Full source: examples/08_corporate_envs.py

Example: Robot morphologies

Robot morphologies

Three robot morphologies extracted from the same physical dynamics world model. Each robot has different sensors (obs_fields) and actuators (act_fields) but operates in the same physical world.

Different robots, same physics:

model = GeneralUnifiedWorldModel(
    include=["physical", "resources", "infrastructure", "regime"],
)

# Logistics robot: freight optimization
logistics_env = model.to_openenv(
    obs_fields=[
        "physical.infrastructure.shipping_lane_capacity",
        "physical.infrastructure.port_congestion",
        "physical.infrastructure.rail_freight_network",
    ],
    act_fields=[
        "physical.infrastructure.shipping_lane_capacity",
    ],
    reward_fn=lambda obs, act, info: (
        obs["physical.infrastructure.shipping_lane_capacity"].mean()
        - 0.8 * obs["physical.infrastructure.port_congestion"].mean()
    ),
)

# Disaster response robot: hazard mitigation
disaster_env = model.to_openenv(
    obs_fields=[
        "physical.disasters.active_disaster_state",
        "physical.disasters.wildfire_state",
        "physical.disasters.pandemic_risk",
    ],
    act_fields=[
        "physical.disasters.active_disaster_state",
    ],
    reward_fn=lambda obs, act, info: -sum(
        abs(v.mean()) for v in obs.values()
    ) + 1.0,
)

# Climate monitor: tracking and coverage
climate_env = model.to_openenv(
    obs_fields=[
        "physical.climate.global_temp_anomaly",
        "physical.climate.carbon_ppm",
    ],
    act_fields=[
        "physical.infrastructure.undersea_cable_topology",
    ],
    reward_fn=lambda obs, act, info: -abs(
        obs["physical.climate.global_temp_anomaly"].mean()
    ),
)

Full source: examples/09_robot_envs.py

Installation

pip install "general-unified-world-model[env]"

This adds gymnasium>=0.29 as a dependency. Compatible with both gymnasium and legacy gym.

Design notes

Why not OpenAI Gym directly? We use gymnasium (the maintained fork). The WorldModelEnv is a standard gymnasium.Env — it works with any RL framework that supports Gymnasium (Stable Baselines 3, RLlib, CleanRL, TorchRL, etc.).
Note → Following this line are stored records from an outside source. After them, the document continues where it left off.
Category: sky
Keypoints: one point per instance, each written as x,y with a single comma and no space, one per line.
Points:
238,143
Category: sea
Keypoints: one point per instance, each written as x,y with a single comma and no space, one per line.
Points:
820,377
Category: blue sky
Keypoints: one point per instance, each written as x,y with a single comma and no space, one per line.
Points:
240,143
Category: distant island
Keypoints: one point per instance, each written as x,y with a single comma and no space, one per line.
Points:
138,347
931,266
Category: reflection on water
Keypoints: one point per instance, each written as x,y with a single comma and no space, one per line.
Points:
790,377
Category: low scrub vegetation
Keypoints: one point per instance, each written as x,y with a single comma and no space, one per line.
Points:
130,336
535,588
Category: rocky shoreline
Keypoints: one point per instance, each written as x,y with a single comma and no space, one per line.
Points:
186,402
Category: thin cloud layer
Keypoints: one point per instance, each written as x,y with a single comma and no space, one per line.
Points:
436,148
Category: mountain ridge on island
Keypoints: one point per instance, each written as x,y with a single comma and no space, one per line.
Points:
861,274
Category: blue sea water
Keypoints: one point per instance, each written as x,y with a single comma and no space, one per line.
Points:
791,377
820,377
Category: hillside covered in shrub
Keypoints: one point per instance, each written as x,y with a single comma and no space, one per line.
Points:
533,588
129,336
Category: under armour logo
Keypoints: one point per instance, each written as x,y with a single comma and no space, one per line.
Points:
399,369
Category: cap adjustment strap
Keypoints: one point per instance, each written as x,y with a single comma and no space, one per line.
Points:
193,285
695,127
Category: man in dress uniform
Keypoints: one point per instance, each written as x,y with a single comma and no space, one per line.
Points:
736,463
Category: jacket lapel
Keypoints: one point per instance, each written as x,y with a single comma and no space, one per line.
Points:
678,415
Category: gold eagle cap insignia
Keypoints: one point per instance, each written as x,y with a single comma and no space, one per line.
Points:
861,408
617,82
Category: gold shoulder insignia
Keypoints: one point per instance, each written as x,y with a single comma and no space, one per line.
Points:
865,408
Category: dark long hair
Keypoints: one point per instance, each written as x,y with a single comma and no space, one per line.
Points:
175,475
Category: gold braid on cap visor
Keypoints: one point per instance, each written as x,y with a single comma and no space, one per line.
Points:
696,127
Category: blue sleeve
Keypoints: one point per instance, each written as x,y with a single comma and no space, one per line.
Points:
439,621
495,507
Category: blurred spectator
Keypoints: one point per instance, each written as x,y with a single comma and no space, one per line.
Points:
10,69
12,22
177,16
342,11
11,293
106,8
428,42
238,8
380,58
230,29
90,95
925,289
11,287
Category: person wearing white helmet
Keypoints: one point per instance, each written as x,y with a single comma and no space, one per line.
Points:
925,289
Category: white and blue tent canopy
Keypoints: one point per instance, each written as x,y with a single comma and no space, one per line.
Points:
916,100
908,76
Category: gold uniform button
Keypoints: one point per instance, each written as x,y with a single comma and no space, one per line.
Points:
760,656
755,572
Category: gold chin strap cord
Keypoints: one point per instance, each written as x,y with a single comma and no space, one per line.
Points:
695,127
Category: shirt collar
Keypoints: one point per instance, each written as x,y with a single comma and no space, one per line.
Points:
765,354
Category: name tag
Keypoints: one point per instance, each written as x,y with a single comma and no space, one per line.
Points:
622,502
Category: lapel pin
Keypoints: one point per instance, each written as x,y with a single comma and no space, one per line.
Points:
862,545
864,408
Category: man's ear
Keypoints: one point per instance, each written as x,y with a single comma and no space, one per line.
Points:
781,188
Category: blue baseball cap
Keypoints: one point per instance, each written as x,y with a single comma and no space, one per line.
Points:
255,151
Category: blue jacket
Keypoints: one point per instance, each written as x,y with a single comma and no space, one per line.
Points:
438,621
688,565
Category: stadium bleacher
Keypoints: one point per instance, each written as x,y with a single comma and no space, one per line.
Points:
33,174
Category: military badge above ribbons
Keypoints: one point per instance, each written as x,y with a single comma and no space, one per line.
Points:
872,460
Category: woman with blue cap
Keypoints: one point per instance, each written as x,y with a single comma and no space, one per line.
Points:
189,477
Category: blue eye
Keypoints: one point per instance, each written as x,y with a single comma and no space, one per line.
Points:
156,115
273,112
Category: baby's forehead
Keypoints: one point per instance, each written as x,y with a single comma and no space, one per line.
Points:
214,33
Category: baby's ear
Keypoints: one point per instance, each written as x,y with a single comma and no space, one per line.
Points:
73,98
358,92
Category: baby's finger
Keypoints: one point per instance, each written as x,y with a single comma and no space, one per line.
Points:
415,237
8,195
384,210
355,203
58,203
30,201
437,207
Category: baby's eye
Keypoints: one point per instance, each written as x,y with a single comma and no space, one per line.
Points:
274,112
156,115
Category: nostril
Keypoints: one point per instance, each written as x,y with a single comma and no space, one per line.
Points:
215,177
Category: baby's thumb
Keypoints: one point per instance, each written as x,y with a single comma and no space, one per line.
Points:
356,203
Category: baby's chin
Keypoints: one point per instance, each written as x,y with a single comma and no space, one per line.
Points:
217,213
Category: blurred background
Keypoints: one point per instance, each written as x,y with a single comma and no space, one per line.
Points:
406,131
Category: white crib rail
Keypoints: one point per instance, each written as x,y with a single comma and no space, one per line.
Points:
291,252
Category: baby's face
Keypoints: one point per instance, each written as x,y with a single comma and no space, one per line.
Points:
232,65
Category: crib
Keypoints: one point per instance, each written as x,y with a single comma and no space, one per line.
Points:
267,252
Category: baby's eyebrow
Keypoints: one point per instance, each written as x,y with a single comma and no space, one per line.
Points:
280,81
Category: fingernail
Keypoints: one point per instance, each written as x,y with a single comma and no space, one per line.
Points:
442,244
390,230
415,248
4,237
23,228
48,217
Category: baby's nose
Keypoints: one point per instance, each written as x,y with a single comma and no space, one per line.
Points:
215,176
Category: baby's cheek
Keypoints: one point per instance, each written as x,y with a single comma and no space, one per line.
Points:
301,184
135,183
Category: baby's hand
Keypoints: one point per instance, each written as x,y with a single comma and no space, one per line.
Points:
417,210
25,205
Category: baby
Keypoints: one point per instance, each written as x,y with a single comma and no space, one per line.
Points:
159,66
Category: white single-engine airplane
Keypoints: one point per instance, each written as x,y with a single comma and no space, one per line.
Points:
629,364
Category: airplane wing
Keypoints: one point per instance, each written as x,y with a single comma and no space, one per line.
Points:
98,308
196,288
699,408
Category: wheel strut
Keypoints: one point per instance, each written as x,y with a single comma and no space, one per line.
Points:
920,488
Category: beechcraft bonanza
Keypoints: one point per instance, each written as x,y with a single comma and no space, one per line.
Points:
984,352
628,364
Why not OpenEnv server/client? The naming .to_openenv() references the idea from OpenEnv of environments as standardized interfaces. Our implementation is a local Gymnasium env (no server needed), but it could be wrapped as an OpenEnv server for distributed training.

Performance: n_denoise_steps controls the speed-quality tradeoff. For RL training, 3-10 steps is usually sufficient. For evaluation, use 50+.

Shared state: Multiple WorldModelEnv instances from the same WorldModel share the canvas. This is intentional for multi-agent scenarios but means single-agent envs should each get their own world model instance (or call reset() between uses).